Proposals from MPs for councils to appoint chief social workers to provide practitioners with professional leadership have split the sector.
In its report last week, the children, schools and families select committee called on the government to pilot the role, which could include taking charge of practice learning and ensuring practitioners, potentially across adults as well as children’s services, had adequate supervision.
The British Association of Social Workers backed the idea in evidence to the committee saying chief social workers could help protect practitioners against pressure to meet targets to the detriment of good practice.
Former BASW chair Ray Jones, now professor of social work at Kingston University, said he had previously argued for such a role which would be particularly useful where children’s directors lacked a social work background, as in the majority of cases.

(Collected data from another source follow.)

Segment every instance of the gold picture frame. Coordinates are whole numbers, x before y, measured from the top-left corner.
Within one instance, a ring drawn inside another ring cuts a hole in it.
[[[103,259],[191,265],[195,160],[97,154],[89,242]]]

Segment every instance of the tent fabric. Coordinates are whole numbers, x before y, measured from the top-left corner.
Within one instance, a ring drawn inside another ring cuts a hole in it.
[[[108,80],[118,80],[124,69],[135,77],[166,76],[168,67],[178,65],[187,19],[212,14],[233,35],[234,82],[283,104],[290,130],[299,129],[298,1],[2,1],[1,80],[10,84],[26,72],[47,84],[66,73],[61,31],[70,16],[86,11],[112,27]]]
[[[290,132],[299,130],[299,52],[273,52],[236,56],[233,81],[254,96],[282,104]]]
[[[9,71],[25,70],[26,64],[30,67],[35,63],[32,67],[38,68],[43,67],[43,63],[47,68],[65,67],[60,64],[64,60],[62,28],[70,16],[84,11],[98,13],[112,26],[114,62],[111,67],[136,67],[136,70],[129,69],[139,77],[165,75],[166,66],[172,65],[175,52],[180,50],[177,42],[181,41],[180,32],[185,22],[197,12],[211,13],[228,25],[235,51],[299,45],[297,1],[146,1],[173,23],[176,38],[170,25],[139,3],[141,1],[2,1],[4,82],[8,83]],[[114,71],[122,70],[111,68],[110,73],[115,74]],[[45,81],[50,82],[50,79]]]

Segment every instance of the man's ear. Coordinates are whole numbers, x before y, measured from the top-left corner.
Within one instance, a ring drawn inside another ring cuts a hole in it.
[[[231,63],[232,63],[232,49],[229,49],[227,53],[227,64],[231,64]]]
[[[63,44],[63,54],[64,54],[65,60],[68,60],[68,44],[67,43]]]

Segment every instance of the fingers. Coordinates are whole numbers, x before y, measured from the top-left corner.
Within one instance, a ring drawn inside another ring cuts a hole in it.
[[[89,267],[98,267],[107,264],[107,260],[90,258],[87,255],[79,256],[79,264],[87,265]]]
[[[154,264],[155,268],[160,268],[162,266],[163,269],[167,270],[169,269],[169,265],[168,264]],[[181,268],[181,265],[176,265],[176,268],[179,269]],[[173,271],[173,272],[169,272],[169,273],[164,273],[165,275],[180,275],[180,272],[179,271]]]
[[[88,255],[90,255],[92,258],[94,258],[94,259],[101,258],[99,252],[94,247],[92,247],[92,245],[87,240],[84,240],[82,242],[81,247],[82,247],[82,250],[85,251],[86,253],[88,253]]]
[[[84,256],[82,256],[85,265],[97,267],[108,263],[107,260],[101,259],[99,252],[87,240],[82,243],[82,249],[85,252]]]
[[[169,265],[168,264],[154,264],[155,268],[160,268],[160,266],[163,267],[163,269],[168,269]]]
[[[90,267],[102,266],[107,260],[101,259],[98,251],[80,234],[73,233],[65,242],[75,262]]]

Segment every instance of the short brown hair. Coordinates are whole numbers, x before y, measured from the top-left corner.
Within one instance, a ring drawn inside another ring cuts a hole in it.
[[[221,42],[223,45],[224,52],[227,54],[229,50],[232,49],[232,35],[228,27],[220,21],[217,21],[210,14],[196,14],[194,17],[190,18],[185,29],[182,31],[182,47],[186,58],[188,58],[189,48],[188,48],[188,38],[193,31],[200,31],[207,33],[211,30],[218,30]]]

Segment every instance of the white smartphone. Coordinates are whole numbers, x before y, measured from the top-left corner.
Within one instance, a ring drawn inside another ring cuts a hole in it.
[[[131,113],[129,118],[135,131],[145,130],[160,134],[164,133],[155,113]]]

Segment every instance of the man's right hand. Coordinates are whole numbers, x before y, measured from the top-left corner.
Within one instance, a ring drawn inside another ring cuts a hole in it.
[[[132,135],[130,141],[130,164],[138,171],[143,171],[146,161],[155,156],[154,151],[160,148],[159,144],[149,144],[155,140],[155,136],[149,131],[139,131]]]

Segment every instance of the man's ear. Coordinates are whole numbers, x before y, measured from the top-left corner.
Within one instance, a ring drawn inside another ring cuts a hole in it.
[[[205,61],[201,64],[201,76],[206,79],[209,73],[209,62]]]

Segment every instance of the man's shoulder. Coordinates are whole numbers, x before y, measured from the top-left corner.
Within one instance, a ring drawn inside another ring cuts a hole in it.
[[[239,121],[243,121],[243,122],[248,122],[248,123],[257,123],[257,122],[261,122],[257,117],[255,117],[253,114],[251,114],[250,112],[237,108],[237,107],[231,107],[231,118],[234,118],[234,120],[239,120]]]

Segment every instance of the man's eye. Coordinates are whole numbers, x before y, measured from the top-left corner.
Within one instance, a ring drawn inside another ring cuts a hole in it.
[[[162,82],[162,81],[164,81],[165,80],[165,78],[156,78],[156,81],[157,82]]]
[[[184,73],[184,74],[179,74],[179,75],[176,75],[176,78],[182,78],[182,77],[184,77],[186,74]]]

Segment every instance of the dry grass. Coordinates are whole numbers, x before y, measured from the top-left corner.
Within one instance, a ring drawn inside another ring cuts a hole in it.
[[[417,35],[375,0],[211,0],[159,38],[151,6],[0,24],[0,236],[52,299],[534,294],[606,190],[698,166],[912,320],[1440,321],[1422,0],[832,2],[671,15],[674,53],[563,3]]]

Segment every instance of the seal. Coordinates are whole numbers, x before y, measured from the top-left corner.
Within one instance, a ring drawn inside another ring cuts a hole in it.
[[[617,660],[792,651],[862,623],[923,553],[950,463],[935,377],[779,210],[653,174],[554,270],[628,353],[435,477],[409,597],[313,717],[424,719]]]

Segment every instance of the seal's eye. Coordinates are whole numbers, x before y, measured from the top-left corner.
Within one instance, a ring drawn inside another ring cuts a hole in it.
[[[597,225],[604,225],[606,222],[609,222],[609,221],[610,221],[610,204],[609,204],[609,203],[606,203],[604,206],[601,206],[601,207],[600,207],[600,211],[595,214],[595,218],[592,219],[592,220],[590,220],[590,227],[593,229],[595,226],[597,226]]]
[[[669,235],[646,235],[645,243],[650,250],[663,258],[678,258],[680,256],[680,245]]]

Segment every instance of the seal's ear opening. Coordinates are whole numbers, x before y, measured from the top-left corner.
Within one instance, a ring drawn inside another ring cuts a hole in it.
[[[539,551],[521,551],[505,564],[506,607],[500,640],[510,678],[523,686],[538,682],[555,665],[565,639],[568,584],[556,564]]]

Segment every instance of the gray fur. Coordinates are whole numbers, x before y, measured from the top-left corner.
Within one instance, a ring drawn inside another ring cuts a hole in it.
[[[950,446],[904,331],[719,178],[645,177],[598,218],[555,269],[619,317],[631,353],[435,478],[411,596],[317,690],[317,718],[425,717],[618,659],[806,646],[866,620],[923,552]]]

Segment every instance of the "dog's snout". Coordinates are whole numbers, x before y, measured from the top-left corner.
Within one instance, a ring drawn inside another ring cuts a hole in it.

He urged the government to make the role a requirement, with protections for postholders to enable them to comment independently on practice
However, the Association of Directors of Children’s Services rejected the idea. Vice-president Marion Davis said all children’s services departments had either a director or assistant director with substantial social work experience who could bring this to bear in policy decisions. She also said she could not see what it would add to current plans to pilot advanced social worker status in children’s services departments, enabling experienced practitioners to remain on the frontline.
“To create a post representing the interests of social workers within children’s services departments risks alienating other professionals in the sector who will feel underrepresented,” she said. “We do not have a chief teacher, chief youth worker or chief early years specialist.”